Where Are the Immigration Environmental Impact Statements?

Article subtitle: 
CIS lawsuit seeks compliance with existing law
Article author: 
Julie Axelrod
Article publisher: 
Center for Immigration Studies
Article date: 
26 September 2018
Article category: 
Our American Future
Medium
Article Body: 
The National Environmental Policy Act (NEPAA) requires that every federal agency carefully consider the potential environmental consequences of any action and report them to the public before the agency acts.
 
This has never happened regarding immigration, despite that fact that the federal immigration program is responsible for increasing the U.S. population by some 70 million people since the passage of NEPA in 1970.
 
To remedy this, the Center for Immigration Studies is suing the Department of Homeland Security to vindicate NEPA's explicit concern with population growth, which is literally the first item listed in its "Congressional declaration of national environmental policy".
 
A new report from the Center traces this comprehensive failure to comply with the law, not only on the part of DHS, but also of the other agencies involved in regulating immigration, including the departments of State, Justice, Labor, and Health and Human Services.
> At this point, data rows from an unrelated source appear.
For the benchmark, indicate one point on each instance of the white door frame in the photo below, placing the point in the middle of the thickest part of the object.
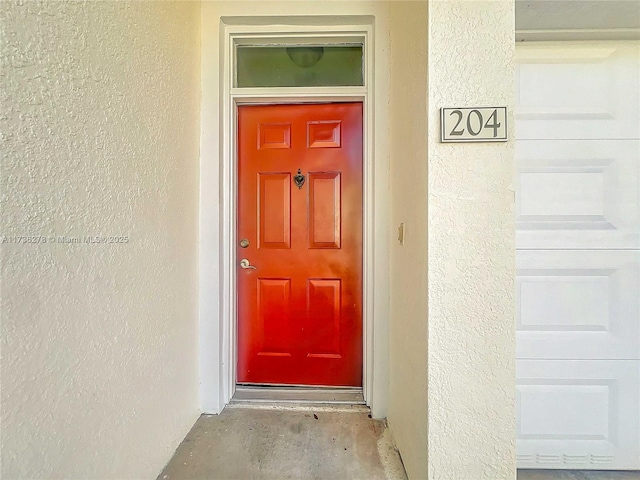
(256, 30)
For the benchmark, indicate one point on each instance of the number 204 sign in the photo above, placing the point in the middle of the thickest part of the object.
(487, 124)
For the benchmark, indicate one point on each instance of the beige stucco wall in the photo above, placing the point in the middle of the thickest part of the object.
(100, 112)
(408, 179)
(471, 346)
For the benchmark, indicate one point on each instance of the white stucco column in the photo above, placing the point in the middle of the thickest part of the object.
(471, 333)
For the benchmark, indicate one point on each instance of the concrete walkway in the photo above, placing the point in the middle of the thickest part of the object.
(257, 444)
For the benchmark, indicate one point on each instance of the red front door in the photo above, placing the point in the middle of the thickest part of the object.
(300, 308)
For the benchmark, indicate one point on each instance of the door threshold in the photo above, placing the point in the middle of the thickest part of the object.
(278, 394)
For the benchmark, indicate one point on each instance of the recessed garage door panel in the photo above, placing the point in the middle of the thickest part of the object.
(578, 194)
(581, 304)
(577, 90)
(578, 414)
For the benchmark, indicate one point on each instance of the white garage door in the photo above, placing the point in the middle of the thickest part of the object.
(578, 258)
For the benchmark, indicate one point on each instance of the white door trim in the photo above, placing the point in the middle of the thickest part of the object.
(244, 29)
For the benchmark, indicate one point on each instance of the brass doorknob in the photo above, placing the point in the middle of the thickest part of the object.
(244, 263)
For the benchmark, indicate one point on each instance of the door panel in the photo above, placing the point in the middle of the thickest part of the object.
(580, 414)
(578, 194)
(577, 91)
(300, 309)
(578, 254)
(581, 304)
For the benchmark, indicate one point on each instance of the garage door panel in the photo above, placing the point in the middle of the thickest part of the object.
(578, 414)
(578, 194)
(578, 304)
(594, 91)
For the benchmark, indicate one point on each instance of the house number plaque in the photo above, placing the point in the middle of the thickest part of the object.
(475, 124)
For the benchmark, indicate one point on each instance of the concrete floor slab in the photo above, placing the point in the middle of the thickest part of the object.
(260, 444)
(308, 443)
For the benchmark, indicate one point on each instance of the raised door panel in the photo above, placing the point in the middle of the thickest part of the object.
(578, 194)
(578, 304)
(581, 414)
(577, 91)
(274, 210)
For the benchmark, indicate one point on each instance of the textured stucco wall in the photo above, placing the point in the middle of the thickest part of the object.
(471, 350)
(100, 113)
(408, 147)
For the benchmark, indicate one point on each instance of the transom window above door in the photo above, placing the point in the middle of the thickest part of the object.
(333, 65)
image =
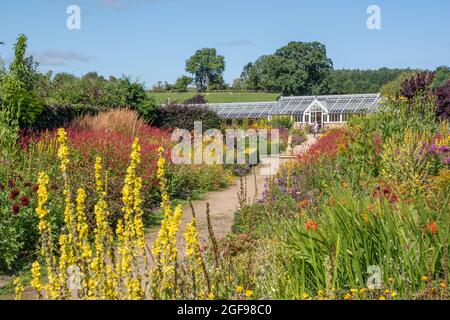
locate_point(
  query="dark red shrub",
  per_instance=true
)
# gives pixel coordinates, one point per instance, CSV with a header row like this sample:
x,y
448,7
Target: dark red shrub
x,y
443,101
417,85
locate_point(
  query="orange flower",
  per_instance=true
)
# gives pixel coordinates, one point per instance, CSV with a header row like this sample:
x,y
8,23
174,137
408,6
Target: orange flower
x,y
310,224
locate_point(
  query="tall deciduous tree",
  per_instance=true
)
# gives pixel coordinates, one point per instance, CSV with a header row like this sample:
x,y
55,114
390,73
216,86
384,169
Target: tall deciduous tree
x,y
207,67
297,68
182,83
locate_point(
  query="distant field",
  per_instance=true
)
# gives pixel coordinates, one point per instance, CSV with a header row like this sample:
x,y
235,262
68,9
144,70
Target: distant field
x,y
217,97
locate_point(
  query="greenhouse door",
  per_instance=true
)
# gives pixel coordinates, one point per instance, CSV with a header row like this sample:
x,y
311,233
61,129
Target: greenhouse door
x,y
316,116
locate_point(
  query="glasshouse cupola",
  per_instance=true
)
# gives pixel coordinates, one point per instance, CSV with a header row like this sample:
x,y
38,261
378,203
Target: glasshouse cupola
x,y
325,110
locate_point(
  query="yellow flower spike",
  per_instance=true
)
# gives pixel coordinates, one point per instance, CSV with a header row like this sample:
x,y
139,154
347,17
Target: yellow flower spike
x,y
41,209
36,282
18,288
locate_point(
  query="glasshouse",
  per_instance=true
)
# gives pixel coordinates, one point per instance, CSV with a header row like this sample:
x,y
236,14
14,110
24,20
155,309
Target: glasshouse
x,y
325,110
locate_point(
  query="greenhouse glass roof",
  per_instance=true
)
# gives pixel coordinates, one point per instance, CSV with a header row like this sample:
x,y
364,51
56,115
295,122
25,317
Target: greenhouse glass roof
x,y
357,103
249,110
337,104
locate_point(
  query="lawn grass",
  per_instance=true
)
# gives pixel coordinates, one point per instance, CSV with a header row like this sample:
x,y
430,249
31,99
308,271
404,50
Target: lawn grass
x,y
217,97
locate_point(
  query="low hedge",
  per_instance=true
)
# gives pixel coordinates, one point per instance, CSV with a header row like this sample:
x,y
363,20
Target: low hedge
x,y
173,116
56,116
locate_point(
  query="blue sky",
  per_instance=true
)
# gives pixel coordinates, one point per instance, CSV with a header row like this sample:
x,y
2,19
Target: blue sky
x,y
151,39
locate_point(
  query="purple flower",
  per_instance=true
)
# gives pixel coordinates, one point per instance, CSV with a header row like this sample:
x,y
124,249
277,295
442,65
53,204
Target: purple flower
x,y
444,149
432,148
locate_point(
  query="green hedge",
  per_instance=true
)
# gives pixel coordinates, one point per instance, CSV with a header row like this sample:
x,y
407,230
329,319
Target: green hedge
x,y
183,116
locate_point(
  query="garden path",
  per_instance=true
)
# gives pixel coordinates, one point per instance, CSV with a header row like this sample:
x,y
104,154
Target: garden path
x,y
223,204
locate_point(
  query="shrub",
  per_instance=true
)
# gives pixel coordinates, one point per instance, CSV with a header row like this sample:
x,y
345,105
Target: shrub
x,y
282,122
197,99
420,84
56,116
443,101
183,116
125,121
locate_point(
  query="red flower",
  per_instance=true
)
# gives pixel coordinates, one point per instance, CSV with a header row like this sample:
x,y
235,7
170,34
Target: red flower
x,y
310,224
15,208
432,227
25,201
377,143
13,194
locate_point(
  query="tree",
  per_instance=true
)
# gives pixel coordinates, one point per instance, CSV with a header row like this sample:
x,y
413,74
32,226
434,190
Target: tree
x,y
18,86
442,75
207,67
443,101
182,83
394,87
420,84
299,68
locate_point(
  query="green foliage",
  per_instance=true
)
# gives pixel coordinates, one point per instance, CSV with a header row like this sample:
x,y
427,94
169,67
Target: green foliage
x,y
207,67
377,196
182,83
57,116
350,238
394,87
442,75
183,117
20,100
17,88
347,81
281,122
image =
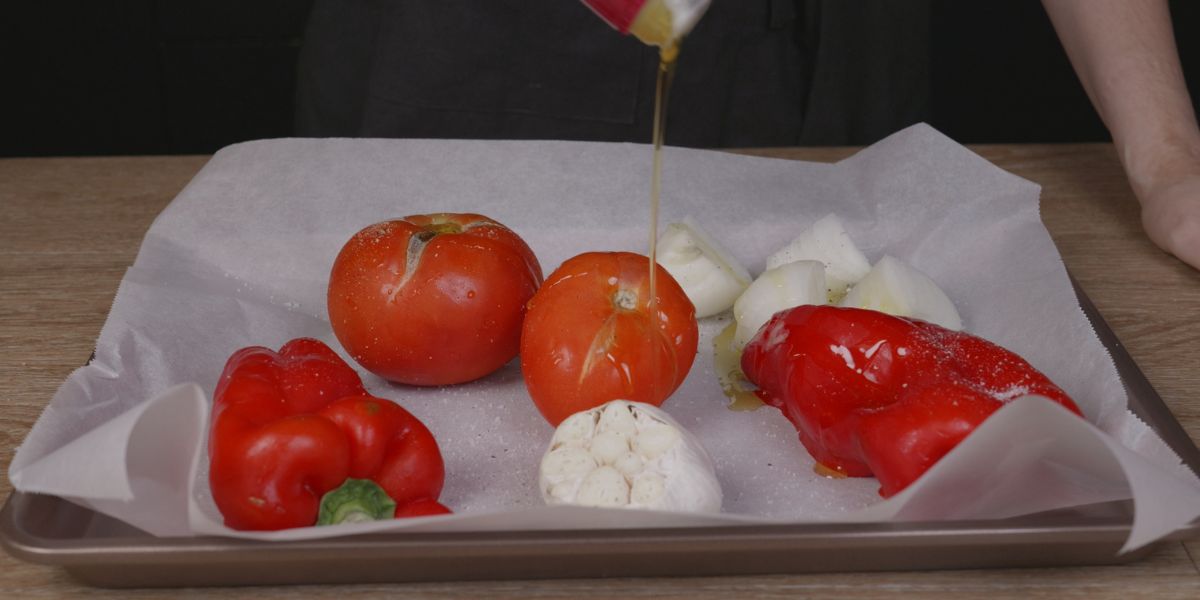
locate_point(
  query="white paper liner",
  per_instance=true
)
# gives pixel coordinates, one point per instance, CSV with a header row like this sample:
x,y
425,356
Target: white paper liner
x,y
241,258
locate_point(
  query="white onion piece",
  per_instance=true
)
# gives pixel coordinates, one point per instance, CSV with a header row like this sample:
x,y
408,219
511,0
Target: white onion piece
x,y
706,271
828,243
897,288
791,285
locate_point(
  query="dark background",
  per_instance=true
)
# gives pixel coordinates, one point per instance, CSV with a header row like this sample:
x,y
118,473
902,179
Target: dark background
x,y
136,77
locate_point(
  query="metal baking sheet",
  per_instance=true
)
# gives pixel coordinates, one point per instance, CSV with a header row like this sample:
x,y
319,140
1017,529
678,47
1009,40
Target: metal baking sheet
x,y
105,552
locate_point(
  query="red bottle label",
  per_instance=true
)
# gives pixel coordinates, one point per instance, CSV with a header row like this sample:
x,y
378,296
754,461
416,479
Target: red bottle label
x,y
618,13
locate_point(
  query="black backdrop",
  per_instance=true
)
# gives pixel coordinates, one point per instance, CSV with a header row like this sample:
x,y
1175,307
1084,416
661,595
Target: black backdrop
x,y
133,77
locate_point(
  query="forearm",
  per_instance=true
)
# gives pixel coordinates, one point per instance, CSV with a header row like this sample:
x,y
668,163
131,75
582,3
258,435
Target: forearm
x,y
1123,52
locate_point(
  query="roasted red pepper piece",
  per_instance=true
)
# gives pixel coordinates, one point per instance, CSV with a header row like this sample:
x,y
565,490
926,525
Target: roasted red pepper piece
x,y
289,427
874,394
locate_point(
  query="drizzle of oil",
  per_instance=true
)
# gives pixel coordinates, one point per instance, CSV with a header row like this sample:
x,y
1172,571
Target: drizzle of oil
x,y
661,89
828,472
727,363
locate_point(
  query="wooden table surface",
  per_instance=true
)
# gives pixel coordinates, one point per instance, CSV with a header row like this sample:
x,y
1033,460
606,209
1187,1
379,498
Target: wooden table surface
x,y
70,227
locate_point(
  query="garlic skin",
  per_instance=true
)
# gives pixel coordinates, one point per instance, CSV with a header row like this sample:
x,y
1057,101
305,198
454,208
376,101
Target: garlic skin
x,y
827,241
706,271
787,286
897,288
628,455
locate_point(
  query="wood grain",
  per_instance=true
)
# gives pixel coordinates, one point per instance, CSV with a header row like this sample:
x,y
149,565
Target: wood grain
x,y
70,227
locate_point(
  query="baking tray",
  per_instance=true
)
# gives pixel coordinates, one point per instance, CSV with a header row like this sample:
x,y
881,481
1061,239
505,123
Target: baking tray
x,y
105,552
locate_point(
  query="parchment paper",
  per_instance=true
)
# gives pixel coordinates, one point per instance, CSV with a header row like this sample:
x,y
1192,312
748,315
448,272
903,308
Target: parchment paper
x,y
241,258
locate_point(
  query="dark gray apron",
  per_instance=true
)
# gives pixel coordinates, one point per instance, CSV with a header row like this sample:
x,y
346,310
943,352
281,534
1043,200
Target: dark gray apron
x,y
753,73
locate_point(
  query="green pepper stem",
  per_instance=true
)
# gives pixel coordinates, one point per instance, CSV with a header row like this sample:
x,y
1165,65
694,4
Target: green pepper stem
x,y
354,502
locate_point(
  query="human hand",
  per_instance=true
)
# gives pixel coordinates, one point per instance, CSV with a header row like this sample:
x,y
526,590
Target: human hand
x,y
1170,214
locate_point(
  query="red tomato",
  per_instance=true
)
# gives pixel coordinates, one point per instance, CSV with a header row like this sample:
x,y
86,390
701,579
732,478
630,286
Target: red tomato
x,y
432,299
589,337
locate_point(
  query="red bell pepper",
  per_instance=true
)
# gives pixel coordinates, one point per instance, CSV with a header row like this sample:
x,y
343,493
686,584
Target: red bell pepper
x,y
297,439
874,394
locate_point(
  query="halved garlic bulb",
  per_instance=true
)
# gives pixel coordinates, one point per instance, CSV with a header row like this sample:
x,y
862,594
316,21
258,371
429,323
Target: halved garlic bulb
x,y
790,285
628,455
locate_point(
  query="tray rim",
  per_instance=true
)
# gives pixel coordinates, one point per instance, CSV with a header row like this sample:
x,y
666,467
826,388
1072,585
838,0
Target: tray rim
x,y
1084,540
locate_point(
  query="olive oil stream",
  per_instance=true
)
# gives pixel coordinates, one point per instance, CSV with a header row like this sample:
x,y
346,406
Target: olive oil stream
x,y
667,57
726,359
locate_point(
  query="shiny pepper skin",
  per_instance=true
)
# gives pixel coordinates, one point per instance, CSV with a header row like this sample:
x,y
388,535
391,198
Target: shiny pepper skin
x,y
293,425
877,395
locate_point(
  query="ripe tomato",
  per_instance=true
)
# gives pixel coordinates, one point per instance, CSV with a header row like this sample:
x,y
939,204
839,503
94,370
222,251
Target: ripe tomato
x,y
432,299
589,337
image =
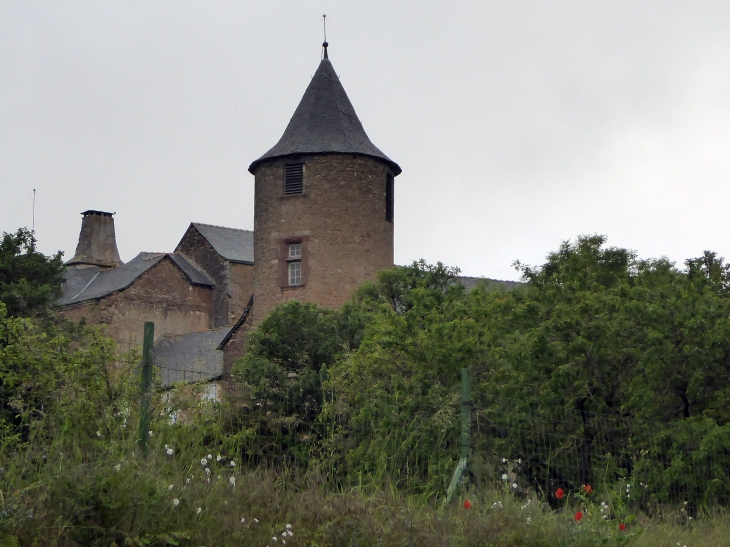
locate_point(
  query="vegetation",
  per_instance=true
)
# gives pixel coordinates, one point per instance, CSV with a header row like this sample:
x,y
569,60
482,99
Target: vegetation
x,y
30,282
600,393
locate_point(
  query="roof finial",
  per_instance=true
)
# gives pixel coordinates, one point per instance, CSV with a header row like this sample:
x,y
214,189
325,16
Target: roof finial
x,y
325,44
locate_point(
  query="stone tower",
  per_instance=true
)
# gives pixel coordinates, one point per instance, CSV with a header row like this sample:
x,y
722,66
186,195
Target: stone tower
x,y
323,212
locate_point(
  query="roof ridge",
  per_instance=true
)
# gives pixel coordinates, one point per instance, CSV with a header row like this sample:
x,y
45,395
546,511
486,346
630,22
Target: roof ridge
x,y
219,226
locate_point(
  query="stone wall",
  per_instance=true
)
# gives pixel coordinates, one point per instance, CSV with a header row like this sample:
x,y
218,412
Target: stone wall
x,y
162,294
240,289
340,219
233,281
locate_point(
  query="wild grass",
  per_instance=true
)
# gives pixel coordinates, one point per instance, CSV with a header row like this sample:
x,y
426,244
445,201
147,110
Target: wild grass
x,y
123,498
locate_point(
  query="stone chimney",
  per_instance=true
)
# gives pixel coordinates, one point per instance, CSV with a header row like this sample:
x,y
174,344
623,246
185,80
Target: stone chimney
x,y
97,241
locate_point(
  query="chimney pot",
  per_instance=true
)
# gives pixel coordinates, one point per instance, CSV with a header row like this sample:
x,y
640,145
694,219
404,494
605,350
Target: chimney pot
x,y
97,241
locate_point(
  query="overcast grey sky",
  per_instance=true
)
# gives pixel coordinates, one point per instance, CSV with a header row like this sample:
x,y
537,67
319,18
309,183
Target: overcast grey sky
x,y
518,124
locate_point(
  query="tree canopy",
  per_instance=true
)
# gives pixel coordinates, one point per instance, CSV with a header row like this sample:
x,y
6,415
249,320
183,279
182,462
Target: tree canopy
x,y
30,282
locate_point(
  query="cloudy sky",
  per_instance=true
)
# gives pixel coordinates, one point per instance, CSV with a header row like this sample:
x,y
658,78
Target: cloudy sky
x,y
518,124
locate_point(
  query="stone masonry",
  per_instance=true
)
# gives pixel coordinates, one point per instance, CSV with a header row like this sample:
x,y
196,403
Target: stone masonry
x,y
162,294
340,219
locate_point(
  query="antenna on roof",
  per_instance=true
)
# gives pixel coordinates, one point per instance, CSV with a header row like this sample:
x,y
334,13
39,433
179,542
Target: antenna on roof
x,y
324,44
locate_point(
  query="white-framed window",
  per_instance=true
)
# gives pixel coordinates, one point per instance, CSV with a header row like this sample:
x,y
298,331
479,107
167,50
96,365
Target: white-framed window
x,y
295,251
210,393
295,273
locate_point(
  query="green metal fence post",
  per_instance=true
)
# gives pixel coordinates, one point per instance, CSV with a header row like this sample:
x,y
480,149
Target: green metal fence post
x,y
144,414
465,414
465,434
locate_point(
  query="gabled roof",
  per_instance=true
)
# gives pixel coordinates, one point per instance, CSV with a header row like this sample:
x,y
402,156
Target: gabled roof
x,y
190,357
231,243
325,121
106,282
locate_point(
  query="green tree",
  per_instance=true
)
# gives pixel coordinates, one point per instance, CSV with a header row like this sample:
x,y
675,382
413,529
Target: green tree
x,y
30,282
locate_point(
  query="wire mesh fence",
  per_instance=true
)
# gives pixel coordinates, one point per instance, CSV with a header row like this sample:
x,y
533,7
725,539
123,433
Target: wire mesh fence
x,y
645,462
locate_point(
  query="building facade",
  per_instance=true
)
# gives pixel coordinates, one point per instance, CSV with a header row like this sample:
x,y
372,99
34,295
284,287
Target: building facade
x,y
324,203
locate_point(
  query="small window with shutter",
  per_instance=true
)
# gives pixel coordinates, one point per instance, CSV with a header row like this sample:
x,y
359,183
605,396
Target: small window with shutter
x,y
389,198
293,179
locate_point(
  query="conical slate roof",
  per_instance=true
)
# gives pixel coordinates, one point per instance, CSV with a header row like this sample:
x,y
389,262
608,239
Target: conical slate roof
x,y
325,121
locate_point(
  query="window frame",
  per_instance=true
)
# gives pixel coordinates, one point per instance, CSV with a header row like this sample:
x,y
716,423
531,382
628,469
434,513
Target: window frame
x,y
286,258
286,182
390,198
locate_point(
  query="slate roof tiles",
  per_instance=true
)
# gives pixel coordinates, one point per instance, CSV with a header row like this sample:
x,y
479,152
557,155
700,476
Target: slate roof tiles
x,y
325,121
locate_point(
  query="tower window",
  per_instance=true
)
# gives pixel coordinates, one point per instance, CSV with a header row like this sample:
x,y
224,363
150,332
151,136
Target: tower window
x,y
389,210
293,179
295,273
294,264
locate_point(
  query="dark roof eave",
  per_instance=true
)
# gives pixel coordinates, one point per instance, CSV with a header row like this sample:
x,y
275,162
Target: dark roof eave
x,y
255,164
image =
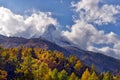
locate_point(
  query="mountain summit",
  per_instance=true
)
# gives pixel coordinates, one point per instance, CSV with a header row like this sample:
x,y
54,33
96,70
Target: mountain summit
x,y
102,62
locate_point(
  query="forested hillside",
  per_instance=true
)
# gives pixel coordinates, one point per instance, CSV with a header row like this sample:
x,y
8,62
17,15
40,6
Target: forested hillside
x,y
41,64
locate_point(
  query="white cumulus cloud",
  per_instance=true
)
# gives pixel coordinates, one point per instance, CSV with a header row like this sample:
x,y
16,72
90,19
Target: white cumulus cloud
x,y
12,24
86,36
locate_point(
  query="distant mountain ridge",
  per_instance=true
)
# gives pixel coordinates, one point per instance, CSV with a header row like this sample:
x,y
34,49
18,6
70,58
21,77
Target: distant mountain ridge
x,y
102,62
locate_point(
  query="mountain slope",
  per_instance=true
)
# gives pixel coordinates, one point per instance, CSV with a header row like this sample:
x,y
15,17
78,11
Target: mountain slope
x,y
102,62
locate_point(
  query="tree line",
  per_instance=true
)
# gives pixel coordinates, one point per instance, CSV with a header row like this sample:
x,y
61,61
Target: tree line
x,y
41,64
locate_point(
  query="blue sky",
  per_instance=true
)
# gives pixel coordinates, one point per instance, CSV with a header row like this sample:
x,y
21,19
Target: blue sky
x,y
99,32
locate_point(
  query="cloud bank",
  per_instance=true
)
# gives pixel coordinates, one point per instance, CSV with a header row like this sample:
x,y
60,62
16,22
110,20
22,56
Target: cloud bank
x,y
86,36
35,25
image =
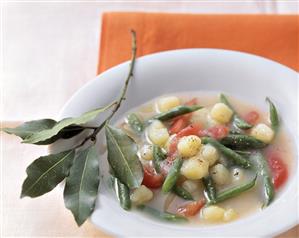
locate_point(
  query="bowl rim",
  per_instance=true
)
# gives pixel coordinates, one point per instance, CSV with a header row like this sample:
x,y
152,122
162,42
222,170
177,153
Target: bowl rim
x,y
117,67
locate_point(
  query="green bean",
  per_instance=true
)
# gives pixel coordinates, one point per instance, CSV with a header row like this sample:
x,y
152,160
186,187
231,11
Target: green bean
x,y
233,192
135,123
122,193
261,166
237,120
242,142
181,192
229,153
243,153
158,157
162,215
210,190
274,118
172,175
177,111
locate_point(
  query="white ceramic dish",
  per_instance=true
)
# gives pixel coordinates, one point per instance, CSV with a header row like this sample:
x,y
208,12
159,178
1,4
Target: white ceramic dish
x,y
244,76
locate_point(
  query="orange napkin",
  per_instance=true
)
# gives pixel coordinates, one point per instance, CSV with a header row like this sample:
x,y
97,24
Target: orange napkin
x,y
271,36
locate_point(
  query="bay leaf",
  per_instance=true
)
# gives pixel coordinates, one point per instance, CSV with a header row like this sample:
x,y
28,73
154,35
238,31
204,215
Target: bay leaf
x,y
31,127
81,188
49,133
46,172
27,129
122,157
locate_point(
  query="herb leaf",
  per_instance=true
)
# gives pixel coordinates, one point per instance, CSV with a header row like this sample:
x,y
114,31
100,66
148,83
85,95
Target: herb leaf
x,y
27,129
48,133
46,172
81,188
122,157
31,127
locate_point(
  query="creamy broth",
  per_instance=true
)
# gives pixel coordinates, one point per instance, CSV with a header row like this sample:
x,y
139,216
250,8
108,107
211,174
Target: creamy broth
x,y
246,203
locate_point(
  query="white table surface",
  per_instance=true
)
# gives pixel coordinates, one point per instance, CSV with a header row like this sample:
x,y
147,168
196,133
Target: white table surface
x,y
50,49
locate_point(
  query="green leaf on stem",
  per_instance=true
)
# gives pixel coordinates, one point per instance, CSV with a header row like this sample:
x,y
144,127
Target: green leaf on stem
x,y
122,157
29,128
46,172
81,188
49,133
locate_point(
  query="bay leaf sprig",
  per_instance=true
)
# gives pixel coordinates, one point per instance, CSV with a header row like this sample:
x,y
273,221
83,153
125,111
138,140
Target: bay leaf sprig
x,y
79,165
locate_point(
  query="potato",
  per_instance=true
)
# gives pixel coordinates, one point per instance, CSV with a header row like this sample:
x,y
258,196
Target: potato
x,y
189,146
213,213
262,132
209,153
141,195
168,142
146,152
220,174
166,103
190,185
237,174
229,215
221,113
212,122
195,168
158,133
156,124
200,116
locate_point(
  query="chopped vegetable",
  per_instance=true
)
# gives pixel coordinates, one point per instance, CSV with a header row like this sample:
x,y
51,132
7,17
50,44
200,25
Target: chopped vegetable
x,y
233,192
162,215
177,111
252,117
191,208
158,133
210,189
262,168
242,142
195,168
209,153
213,213
263,133
167,103
159,156
135,123
150,178
172,175
122,193
220,174
237,120
217,132
278,169
229,215
181,192
141,195
274,118
235,157
221,113
146,152
189,146
177,126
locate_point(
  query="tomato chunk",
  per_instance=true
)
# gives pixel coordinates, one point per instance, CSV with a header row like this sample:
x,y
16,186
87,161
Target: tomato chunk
x,y
192,129
251,117
278,168
217,132
178,125
192,102
191,208
150,178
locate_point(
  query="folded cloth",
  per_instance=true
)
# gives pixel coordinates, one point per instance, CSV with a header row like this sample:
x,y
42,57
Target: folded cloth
x,y
271,36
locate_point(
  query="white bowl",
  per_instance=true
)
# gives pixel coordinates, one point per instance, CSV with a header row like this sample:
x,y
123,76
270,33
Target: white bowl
x,y
248,77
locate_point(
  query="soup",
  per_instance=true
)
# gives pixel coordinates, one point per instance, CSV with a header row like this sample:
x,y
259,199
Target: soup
x,y
207,164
Nor is NEPA the only environmental law being ignored by immigration agencies; the Endangered Species Act requires consultation with the Fish and Wildlife Service if a federal action threatens an endangered species, as the destruction of habitat by massive government-engineered population growth inevitably does.
 
 
Julie Axelrod, the Center's chief litigation counsel and author of the report, said, "The fact is that 96 percent of population growth in this country between now and 2060 - approximately 75 million people - is going to be driven by immigration. DHS should not make sweepinng changes to our immigration laws without careful consideration of what massive population growth means for America's vulnerable natural resources and wildlife."